According to a 2010 study, sleeping disorders are often associated with reduced work performance and lead to an increased risk of accidents in the workplace, especially in jobs that involve driving.1 This is largely due to excessive daytime sleepiness, a common symptom of sleep apnea known to impair performance, slow response times and decrease memory.2
Your role as a healthcare professional
As a healthcare professional, understanding the effects of sleep apnea on specific occupational health situations can help you treat patients effectively, and save time by narrowing down diagnostic options. Because of sleep apnea’s well-documented link with a number of comorbidities, treating sleep apnea as an occupational health concern can improve many aspects of a patient’s overall health.
An undiagnosed population
Alarmingly, around 80% of employees with sleep apnea are unidentified and untreated.3 Diagnosing and treating this particular group can help save lives, improve productivity and reduce social costs.
People with untreated sleep apnea also have:
- double the healthcare costs4
- increased risk of high blood pressure and heart disease5-8
- increased risk of diabetes and obesity9-11
- double the risk of stroke12
- six times the risk of car accidents13
- higher incidence of presenteeism (showing up to work tired with low productivity)

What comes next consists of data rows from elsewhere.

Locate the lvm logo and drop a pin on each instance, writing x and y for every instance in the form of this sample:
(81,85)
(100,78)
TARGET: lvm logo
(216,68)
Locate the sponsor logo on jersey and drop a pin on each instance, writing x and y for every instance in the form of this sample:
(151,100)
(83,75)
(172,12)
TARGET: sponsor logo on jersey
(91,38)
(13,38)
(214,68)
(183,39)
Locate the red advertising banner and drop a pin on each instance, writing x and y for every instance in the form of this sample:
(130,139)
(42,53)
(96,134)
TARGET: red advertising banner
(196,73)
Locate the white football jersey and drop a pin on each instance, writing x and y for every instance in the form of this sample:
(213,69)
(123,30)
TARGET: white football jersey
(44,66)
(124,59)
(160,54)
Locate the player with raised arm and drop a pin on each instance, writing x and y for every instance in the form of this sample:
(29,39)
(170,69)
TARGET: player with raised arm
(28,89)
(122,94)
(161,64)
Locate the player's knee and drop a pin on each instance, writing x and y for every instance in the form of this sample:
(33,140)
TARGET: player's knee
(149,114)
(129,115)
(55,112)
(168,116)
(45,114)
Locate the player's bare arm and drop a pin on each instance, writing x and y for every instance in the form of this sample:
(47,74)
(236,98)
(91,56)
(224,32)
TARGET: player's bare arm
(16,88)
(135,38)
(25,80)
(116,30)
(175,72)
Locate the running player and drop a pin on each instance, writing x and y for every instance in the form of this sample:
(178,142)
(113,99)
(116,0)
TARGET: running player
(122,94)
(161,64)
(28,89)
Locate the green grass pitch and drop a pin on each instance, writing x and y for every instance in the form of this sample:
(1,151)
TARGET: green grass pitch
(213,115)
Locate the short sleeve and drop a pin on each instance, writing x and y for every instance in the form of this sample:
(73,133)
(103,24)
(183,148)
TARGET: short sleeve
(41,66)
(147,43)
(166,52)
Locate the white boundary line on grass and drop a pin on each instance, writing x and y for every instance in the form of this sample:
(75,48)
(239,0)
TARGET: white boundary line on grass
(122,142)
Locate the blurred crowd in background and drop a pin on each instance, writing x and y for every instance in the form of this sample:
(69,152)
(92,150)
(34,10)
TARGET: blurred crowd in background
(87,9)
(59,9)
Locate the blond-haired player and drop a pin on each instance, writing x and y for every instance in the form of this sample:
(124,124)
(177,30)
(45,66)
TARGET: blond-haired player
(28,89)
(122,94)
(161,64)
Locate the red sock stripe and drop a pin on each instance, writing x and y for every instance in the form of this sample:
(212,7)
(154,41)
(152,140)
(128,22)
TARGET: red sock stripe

Sleep apnea and occupational health: Trucking
With sleep apnea affecting around 28% of truck drivers,14 this is a group that is at greater risk when it comes to sleep apnea and occupational health. One trucking company ran a program to diagnose and treat sleep apnea among its employees. They reported a 56% reduction in medical expenses for their treated drivers, resulting in savings of over $7,000 per driver per year. They also reported a 50% reduction in preventable accidents.15
Federal Motor Carrier Safety Administration (FMCSA) proceedings
There is new urgency to address this issue because the Medical Review Board (MRB) of the FMCSA has made specific recommendations that drivers be screened for sleep apnea if they have:
- a BMI (body mass index) of 30 or higher
- high blood pressure (treated or untreated)
- type 2 diabetes (treated or untreated)
- a neck size of 17 inches or more for men and 16 inches or more for women
These recommendations are expected to become standards within the trucking industry, and companies that do not screen for sleep apnea may face increased insurance costs and liability.